Lance Henderson makes a variety of interesting and compelling points in his book. Henderson posits that all data should be encrypted. At one point, his brother suggests only encrypting sensitive or important data. Henderson compares this to a “fire alarm,” meaning that the very act of encrypting only sensitive data will then become a signal that that data in particular is sensitive. Henderson suggests encrypting everything, which puts all data at the same level of importance, and therefore, makes it more difficult to determine what is truly sensitive. Another interesting point is illustrated in a quote from Batman’s Dark Night, when the character Bane stated, “No one cared who I was until I put on the mask.” In the context of this book, Henderson is making a statement that the very act of becoming anonymous provokes people to believe that you have something to hide, or that you are otherwise of greater interest than somebody who is not anonymous. As the main principle of the Dark Web is anonymity, this is related to the course, as issues related to anonymity were discussed at length, including the fact that anonymity does not always lead to illegal activity. In fact, the majority of Dark Web activities are harmless. The third interesting point that Henderson made also ties into anonymity. At one point he tells his brother that the act of encrypting everything protects Chinese dissidents. In oppressive countries where freedom of speech is not protected, dissidents have no choice but to remain anonymous. In the act of encrypting all data, these anonymous dissidents become more protected, as the sea of encrypted data becomes larger and it becomes more difficult to discover information that could be used to incriminate them.
Online privacy through Tor is a right, or at least, it should be. In the United States of America, freedom of speech is protected by the constitution. However, in modern times, it is not always so easy to speak freely. With the internet leaving a trace of everything we do, old habits and mistakes can come back to haunt us. We can be punished for views that we no longer hold or our images can be tarnished for acts we committed years ago. The only way to truly speak freely is to speak anonymously, and, by that logic, the Dark Web is one of the only places where that is possible. Therefore, online privacy through Tor is a right and it should be protected.

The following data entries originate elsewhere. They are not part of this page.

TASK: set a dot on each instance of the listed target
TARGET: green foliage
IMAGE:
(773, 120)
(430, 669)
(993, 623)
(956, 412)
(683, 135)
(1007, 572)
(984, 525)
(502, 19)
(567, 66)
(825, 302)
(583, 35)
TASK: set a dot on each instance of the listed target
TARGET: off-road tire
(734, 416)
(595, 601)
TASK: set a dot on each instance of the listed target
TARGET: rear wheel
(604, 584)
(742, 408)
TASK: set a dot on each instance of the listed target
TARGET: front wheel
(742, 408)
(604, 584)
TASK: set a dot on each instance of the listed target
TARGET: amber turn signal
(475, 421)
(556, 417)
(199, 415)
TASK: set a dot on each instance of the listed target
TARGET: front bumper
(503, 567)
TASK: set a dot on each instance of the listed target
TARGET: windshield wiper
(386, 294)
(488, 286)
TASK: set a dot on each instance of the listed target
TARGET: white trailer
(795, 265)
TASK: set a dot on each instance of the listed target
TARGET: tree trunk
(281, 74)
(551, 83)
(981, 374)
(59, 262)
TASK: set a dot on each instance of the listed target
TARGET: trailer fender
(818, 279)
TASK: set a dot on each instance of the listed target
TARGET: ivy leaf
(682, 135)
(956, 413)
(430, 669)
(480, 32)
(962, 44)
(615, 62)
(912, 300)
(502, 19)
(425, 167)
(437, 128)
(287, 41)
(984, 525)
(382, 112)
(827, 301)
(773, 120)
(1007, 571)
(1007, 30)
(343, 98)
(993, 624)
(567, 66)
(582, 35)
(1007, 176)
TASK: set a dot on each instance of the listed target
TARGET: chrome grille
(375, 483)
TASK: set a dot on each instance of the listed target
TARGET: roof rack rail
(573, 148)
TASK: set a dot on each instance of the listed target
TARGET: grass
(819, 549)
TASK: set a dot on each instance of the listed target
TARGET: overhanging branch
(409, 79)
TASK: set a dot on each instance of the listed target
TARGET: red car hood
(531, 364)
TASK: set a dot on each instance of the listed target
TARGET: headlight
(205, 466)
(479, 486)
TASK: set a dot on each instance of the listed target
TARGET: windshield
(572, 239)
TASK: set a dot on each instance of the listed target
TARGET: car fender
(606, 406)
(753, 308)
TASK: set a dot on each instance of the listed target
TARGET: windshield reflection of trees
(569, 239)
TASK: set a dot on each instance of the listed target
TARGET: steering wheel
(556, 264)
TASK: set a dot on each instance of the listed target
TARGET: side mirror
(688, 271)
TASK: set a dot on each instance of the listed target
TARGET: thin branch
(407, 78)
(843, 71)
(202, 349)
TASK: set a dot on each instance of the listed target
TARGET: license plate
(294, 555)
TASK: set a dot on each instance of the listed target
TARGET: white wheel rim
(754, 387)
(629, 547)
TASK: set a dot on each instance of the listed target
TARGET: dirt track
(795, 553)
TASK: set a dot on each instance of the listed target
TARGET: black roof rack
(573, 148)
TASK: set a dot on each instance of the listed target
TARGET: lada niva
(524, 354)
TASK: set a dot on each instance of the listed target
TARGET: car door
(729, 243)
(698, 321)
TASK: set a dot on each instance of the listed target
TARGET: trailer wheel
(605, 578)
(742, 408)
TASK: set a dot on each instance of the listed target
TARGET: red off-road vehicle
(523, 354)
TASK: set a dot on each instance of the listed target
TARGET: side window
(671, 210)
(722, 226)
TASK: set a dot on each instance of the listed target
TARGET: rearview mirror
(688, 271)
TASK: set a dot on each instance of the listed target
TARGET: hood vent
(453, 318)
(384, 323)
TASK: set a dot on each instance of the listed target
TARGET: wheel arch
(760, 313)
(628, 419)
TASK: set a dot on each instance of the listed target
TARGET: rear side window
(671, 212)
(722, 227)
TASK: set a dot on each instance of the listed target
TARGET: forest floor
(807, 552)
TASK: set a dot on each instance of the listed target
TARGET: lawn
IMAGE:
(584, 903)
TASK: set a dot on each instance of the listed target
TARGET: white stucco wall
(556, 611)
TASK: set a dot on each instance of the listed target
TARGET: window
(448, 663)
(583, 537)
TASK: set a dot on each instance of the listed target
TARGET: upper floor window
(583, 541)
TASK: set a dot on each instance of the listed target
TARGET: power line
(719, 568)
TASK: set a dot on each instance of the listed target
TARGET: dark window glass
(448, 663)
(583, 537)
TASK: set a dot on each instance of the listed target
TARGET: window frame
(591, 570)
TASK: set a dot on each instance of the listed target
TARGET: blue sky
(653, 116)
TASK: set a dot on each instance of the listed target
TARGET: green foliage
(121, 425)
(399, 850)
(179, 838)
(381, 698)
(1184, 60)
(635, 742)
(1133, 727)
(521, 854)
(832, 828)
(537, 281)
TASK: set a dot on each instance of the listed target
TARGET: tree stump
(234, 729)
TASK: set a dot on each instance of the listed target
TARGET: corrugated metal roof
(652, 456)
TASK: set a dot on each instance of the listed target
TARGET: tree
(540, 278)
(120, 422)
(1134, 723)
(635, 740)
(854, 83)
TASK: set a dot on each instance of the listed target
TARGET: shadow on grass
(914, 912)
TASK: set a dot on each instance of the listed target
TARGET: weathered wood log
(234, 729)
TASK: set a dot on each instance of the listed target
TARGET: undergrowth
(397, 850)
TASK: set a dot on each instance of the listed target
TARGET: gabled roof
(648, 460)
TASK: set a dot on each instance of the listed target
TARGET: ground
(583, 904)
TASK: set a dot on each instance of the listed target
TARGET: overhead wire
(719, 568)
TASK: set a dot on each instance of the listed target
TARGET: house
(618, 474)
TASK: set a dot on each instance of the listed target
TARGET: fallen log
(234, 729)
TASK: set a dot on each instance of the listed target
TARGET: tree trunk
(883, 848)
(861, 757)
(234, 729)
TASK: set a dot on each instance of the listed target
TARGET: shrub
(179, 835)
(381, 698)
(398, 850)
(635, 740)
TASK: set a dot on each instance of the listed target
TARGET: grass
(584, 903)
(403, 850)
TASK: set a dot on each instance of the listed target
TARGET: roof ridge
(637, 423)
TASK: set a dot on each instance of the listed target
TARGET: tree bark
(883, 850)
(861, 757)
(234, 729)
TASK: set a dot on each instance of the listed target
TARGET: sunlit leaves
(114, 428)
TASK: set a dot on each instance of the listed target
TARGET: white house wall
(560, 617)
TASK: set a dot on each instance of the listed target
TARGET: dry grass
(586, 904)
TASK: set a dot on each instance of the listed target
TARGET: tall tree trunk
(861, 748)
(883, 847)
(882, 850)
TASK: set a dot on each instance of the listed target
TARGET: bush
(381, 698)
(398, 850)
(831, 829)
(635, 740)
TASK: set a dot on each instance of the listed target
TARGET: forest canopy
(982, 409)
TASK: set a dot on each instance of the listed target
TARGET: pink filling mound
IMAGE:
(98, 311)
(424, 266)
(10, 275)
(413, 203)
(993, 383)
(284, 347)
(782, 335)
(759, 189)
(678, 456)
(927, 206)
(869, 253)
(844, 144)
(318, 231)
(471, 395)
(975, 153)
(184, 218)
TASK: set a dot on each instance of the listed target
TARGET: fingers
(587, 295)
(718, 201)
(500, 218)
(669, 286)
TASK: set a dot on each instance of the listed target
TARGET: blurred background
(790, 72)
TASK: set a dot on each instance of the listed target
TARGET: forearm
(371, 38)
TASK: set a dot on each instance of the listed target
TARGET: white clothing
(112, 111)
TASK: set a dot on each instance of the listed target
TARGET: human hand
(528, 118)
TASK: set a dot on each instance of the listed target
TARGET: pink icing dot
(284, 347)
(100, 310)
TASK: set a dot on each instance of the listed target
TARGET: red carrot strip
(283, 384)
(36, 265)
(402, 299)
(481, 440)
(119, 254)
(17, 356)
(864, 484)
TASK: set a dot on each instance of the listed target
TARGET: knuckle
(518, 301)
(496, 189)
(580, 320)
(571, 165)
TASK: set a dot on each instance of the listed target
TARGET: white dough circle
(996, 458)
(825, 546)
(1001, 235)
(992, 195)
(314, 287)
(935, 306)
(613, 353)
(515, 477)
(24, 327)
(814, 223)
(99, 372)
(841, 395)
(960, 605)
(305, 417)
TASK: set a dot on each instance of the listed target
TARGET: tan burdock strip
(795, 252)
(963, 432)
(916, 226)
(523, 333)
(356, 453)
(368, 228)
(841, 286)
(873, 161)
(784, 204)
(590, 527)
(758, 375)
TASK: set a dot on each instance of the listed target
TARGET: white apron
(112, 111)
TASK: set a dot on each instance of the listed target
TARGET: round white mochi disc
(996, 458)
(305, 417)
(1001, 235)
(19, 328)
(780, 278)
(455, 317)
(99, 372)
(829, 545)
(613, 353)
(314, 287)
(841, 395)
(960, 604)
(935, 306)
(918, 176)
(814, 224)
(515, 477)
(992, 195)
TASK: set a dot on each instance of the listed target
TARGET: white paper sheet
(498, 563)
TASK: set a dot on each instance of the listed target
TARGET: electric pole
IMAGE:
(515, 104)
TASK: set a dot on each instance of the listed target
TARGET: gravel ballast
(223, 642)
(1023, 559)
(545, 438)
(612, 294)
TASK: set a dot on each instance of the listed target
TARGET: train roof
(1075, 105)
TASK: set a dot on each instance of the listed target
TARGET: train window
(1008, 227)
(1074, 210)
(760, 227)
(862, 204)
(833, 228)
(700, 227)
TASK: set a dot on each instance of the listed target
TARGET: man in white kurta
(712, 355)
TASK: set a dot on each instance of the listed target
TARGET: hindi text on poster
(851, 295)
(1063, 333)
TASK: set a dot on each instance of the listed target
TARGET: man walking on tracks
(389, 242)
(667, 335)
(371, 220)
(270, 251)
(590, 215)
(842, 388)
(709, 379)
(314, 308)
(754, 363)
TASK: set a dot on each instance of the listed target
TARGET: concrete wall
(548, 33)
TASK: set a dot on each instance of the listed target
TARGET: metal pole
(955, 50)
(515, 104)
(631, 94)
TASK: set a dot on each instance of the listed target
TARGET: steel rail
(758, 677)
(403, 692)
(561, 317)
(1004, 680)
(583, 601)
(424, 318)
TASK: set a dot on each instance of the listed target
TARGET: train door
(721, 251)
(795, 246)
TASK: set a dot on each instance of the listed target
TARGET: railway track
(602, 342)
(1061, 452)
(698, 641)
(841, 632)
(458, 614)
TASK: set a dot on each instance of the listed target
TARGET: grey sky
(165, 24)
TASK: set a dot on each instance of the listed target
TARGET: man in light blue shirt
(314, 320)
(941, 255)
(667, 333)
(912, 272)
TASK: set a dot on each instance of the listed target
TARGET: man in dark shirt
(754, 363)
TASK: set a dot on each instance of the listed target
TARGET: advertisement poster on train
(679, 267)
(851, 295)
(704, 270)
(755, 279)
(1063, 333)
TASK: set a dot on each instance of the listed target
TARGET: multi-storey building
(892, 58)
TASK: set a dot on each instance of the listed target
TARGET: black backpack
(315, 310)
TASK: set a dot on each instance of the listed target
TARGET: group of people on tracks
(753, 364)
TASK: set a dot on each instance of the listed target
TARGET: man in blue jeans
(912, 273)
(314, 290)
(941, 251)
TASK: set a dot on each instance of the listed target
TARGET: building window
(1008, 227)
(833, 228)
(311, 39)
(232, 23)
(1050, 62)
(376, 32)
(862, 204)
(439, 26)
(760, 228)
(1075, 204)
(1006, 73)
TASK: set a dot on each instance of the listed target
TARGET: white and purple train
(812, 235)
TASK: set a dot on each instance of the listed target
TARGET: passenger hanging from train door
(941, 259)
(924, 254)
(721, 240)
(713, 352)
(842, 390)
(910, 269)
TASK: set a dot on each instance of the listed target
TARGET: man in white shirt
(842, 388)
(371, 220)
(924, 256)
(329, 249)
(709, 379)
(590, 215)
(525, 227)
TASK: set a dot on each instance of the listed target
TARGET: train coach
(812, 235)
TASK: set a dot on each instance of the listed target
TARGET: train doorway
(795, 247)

It is my opinion that the government will eventually regulate the Dark Web, or will at least attempt to do so. One compelling reason is that the same methods used to encrypt government data are used on the Dark Web. For this reason, it is in the government’s interest to keep these methods secret, and this is one reason that the Dark Web will most likely be regulated at some point. Another reason is to protect the innocent. Illicit activities can be conducted on the Dark Web, such as child pornography rings, and innocent victims of these acts need to be protected. A third reason is financial. Having an untraceable and independant crypto-currency, such as Bitcoin, is rather threatening to financial institutions and to the government as a whole. This could pave the way for creating a completely independant system of commerce, which would severely threaten the government’s power and control, and could lead to chaos in the end.
The biggest issue for law enforcement on the Dark Web is the fact that activities on the Dark Web are not traceable by conventional means. There is no paper trail, nor is there a digital trail to follow. For this reason it is very difficult to prepare an investigation into a crime. Law enforcement must use more time consuming tactics to collect evidence of crimes on the Dark Web, such as determining group membership through linguistic similarities or relying heavily on informants. These forms of evidence are not as convincing as the hard evidence left behind from a traditional paper trail.
The Dark Web is not a right. The Dark Web is a magnet for illegal activity and it must be shut down. If individuals have nothing to hide than there is no reason for them to participate in anonymous activity. Freedom of speech is protected in the United States, and therefore, there is no reason for the covert operations performed on the Dark Web. The Dark Web is also a breeding ground for a culture that leads to illegal activities. Individuals freely discuss committing illicit acts on forums, and very rarely does anybody step up to tell them to stop. Even if the vast majority of this is empty talk, a mob mentality can form which could compel somebody to commit a crime that they may not have committed under ordinary circumstances. The Dark Web is untraceable, and this makes it very difficult for law enforcement to protect citizens. When a crime is committed, there is no paper trail, and persecutors must use more time consuming and less reliable methods to enforce laws.
Finally, the Dark Web uses the same encryption techniques as the government. Hackers have access to the methods used to keep our nation secure, and this makes it easier for them to breech government protections. In conclusion, the Dark Web is dangerous, unnessicaly, and should be shut down as soon as possible.